The differentiation of rates estimates between satellites has been studied. P_MIOT will be specific to each manufacturer and based on their track record, with P_MIOTF = E[LossRate(Manufacturer)] / E[Severity]. The obtained failure rate is then corrected with a credibility method. Due to the relatively small size of the data sample, a confidence interval method is also used to improve the model confidence level.
Finally, in order to represent the risk correlation between satellites, the failure probability is split into an idiosyncratic part and a systemic part which is shared by satellites of the same group. The share of systemic risk with the overall IOT failure risk is estimated either with a statistical approach or with an analytical approach based on the satellites technical understanding.
Severity Model
The loss of very critical components of the spacecraft (solar arrays, propulsion, antennas) will generally lead to Total Failure. Historically an occurrence in the IOT phase leads to total loss in a third of cases for telecom. However, satellites generally incorporate redundancies for every subsystem or design margins, therefore some equipments failure might incur underperformances without completely destroying the satellite mission.
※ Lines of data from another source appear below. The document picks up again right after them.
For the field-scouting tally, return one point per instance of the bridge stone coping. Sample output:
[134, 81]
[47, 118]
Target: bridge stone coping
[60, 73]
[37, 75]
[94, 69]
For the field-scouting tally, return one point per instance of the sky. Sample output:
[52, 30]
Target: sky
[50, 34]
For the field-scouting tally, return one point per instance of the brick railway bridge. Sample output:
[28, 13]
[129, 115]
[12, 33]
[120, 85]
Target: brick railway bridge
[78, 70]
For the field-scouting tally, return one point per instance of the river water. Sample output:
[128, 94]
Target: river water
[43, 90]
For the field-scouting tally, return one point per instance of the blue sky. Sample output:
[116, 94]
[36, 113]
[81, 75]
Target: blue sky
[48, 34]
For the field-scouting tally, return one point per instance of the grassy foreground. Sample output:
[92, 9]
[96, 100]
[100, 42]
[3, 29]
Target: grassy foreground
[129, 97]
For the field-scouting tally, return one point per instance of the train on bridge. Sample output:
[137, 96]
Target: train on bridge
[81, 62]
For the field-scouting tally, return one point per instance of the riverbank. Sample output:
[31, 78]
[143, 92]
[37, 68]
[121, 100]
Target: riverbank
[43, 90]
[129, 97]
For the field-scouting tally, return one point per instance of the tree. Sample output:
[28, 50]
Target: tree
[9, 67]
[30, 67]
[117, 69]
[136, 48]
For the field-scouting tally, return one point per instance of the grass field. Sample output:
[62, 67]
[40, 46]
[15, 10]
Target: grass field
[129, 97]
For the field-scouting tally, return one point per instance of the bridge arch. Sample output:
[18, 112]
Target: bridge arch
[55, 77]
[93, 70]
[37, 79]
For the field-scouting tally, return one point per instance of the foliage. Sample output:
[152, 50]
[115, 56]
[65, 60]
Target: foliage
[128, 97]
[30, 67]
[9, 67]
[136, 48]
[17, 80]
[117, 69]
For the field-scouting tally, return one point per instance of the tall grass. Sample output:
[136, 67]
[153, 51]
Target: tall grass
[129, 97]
The severity of IOT failures must be modelled as to be representative of the main failure modes. The loss severity distribution is obtained based on the observed sample of satellite failures which is translated into a continuous density function using a kernel density estimator. It is then adjusted with a mix of Normal and Weibull distributions using a least squares estimation method and a Kolmogorov Smirnov test to validate the fitness. Due to the existence of 3 modes in the severity distribution, the adjusted distribution is a mix of 3 distributions representative of the 3 modes.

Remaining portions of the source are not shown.